A relação - ou falta de - entre o direito e a internet no Brasil foi tema de um debate que atraiu dezenas de campuseiros nesta quinta-feira ao palco Blog da Campus Party Brasil 2009. Na mesa estavam Ronaldo Lemos (professor da Fundação Getúlio Vargas e um dos idealizadores do blog Overmundo), os advogados Rony Vainzof (do escritório Ópice Blum) e Ivo Corrêa (do Google Brasil) e o jornalista Francisco Madureira (como moderador). Ao falar sobre a necessidade de uma regulamentação para a internet, Lemos disse que "ser blogueiro no Brasil é ser herói, porque você não sabe o que pode acontecer."
Ele defendeu o estabelecimento de um marco civil (e não criminal, como o projeto de lei do senador Eduardo Azeredo, que já foi aprovado no Senado) e destacou que é hora de a sociedade brasileira decidir em que medida é necessário proteger o direito de privacidade, "que não pode ser ignorado", e também a questão da responsabilidade dos provedores (aqui entendido como qualquer um, cidadão ou organização, que publique conteúdo na web).
Para Lemos, a quebra do sigilo do internauta se justificaria apenas em casos de "crimes de maior poder ofensivo" - como pedofilia, seqüestro ou tráfico. "Com a regulamentação, o blogueiro deixa de ser herói e passa a ser um sujeito que sabe até onde pode ir, os riscos que corre", explicou.

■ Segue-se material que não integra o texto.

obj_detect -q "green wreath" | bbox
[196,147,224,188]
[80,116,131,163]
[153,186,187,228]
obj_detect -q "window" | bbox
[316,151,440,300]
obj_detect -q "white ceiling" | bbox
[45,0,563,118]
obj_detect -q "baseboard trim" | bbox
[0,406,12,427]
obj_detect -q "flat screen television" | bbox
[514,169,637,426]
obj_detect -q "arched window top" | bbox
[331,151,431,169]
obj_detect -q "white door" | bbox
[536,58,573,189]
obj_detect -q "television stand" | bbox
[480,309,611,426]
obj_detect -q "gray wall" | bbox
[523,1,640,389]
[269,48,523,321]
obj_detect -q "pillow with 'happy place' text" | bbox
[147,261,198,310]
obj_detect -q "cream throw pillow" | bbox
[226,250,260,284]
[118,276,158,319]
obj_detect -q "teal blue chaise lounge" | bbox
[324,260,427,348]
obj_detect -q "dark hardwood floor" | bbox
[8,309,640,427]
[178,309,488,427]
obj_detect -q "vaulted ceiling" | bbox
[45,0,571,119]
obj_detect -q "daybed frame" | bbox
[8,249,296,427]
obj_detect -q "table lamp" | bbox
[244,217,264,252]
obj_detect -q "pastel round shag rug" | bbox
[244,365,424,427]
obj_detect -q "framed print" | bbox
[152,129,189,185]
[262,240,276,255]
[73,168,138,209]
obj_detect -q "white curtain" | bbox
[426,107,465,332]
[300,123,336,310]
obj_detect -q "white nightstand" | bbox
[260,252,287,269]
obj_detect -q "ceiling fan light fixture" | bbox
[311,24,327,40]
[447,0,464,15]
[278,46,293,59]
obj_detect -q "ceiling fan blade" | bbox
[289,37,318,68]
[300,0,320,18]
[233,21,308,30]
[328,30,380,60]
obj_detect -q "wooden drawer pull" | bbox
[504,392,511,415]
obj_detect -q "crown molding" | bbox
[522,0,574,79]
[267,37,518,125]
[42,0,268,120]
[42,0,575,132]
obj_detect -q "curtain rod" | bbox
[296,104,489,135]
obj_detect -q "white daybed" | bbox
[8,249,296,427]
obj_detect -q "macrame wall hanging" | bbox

Ele disse ainda que não saber o que pode acontecer atrapalha a inovação - precisamos de riscos previsíveis também para criar.
Ivo Corrêa vê no centro da questão um descompasso: a ausência de leis específicas faz com que a internet seja tratada como um meio de comunicação tradicional. "Como se o Google tivesse, sobre o Orkut, a mesma ingerência que a Folha de S. Paulo tem sobre o seu conteúdo", exemplificou, citando ainda a relação entre internet e eleições no Brasil. "A lei eleitoral não trata exatamente da internet então, em linhas gerais, ela foi tratada como se fosse a TV ou um jornal. E o potencial de comunicação da rede foi desperdiçado", afirmou.
Esse poder de comunicação pôde ser visto nas eleições norte-americanas quando, por exemplo, mais pessoas assistiram ao debate no YouTube do que na rede CNN. O presidente Obama foi várias vezes citado por Lemos - "o mundo está mudando, nós temos que mudar com ele" - e Corrêa.
É consenso que há necessidade de regras específicas, assim como é necessário um maior conhecimento, por parte do Poder Judiciário, sobre a internet e sua dinâmica. Para os debatedores, as empresas, a comunidade internauta e o meio acadêmico têm que ajudar nisso.
Rony Vainzof citou a criação de varas especializadas em direito eletrônico como um avanço possível, além das delegacias especializadas em crimes eletrônicos, já existentes em diversas capitais brasileiras. E destacou que "a legislação não vai conseguir acompanhar a evolução tecnológica, mas a população pode mobilizar as mudanças".
A reação ao projeto de lei do senador Eduardo Azeredo foi citada como exemplo do poder de mobilização da internet. E, disseram, esta mobilização tem que se repetir. Este movimento é que pode gerar mudança. "E cadê o movimento? Está aqui, neste evento, na aproximação de blogueiros, indústria, academia, direito", finalizou Lemos.